Each week, we pick a short fiction piece from our Fairlight Shorts archives to feature as our story of the week. This week, we’ve chosen a story about hope by Judy Darley.
Judy Darley is a fiction writer, journalist and communications manager from Bristol. She was lucky enough to spend much of her childhood up trees with her nose in a book or scribbling her own stories. Her fiction has been described as ‘shimmeringly strange’, possibly because she can’t stop writing about the infinite peculiarities of the human mind.

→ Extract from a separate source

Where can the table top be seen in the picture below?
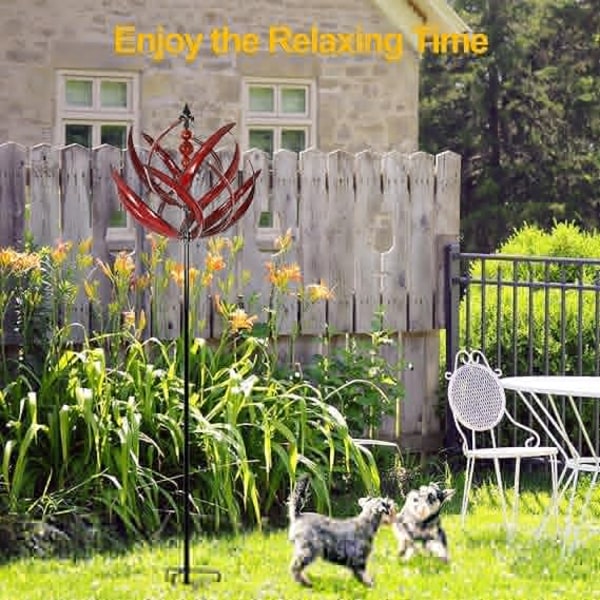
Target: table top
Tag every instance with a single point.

Judy wrote fiction from a young age but began her working life by gaining a BA Hons in Journalism. She soon discovered she loves working with any form or discipline of the written word, and now works in Communications Management and Community Management, alongside her fiction and journalistic writing. She enjoys interviewing creative people and finding out what drives them. In the same way, she interviews her fictional characters to uncover their anxieties and motivations. Her fiction and non-fiction have been published in the UK, US, New Zealand, Canada and India. She is the author of three fiction collections: The Stairs are a Snowcapped Mountain (Reflex Press), Sky Light Rain (Valley Press) and Remember Me to the Bees (Tangent Books).

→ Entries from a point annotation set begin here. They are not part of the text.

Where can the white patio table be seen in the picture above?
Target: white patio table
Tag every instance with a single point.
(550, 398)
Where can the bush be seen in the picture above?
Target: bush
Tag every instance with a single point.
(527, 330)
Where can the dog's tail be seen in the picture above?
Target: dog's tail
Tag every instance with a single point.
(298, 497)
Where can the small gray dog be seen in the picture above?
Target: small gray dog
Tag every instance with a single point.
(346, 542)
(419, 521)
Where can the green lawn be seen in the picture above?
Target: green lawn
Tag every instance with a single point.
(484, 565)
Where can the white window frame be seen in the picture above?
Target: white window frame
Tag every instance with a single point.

‘The Green-Gold of Wet Kelp’ follows a grandmother and granddaughter as they help a neighbouring family.
In rain, sunshine, mist and high winds we tottered through the fields as fast as Elspeth’s little legs and my dodgy knees allowed. Both of us breathless, we rushed up the hill – more of a hillock really – that Elspeth had named The Big Mountain. The vista from the top encompassed the sweep of the bay beyond: grey or blue or churning green all the way to the horizon.
Elspeth always brought the small teddy that her other grandparents had sent in the post – a palm-sized old-fashioned thing with articulated limbs. It was hard and beige. I was sure she’d shun it in favour of some vibrant plushie, but Elspeth surprised me by taking to Barry, as she named him. She carried him everywhere, often singing repurposed nursery rhymes in a comical gruff voice she claimed was his.

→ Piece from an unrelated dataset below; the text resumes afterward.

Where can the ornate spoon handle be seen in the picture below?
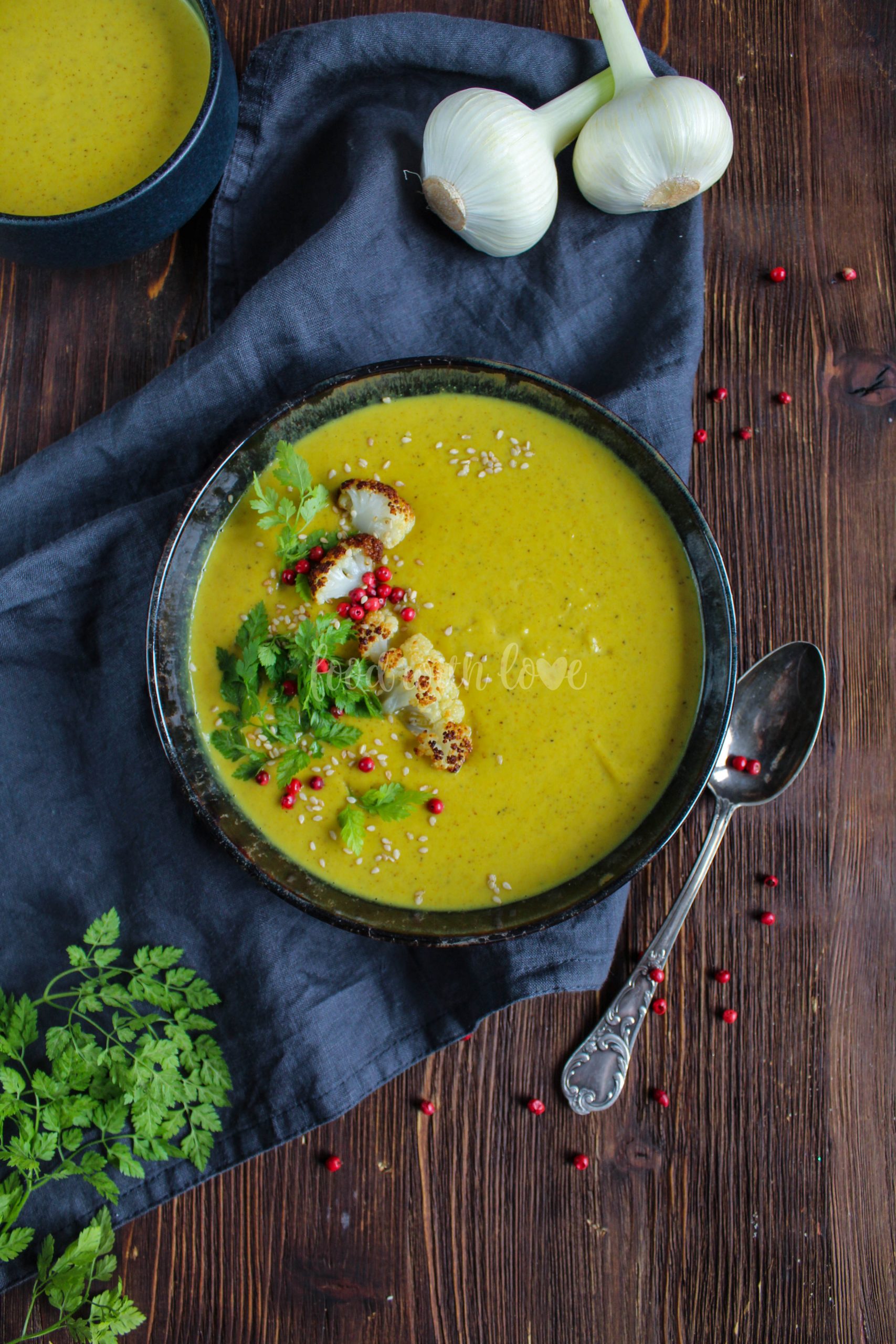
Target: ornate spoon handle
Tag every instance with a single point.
(594, 1074)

‘Three blind mice – had a naughty fight – bit and scratched and cried – then went back insiiiide!’
When we reached the beach, Elspeth danced Barry’s furry feet around rockpools, stroking his increasingly grubby paws over barnacles and periwinkles.
I pointed out a flurry of black-headed gulls.
‘They’re eagles, Gri-gra,’ Elspeth corrected me, with such certainty that I agreed.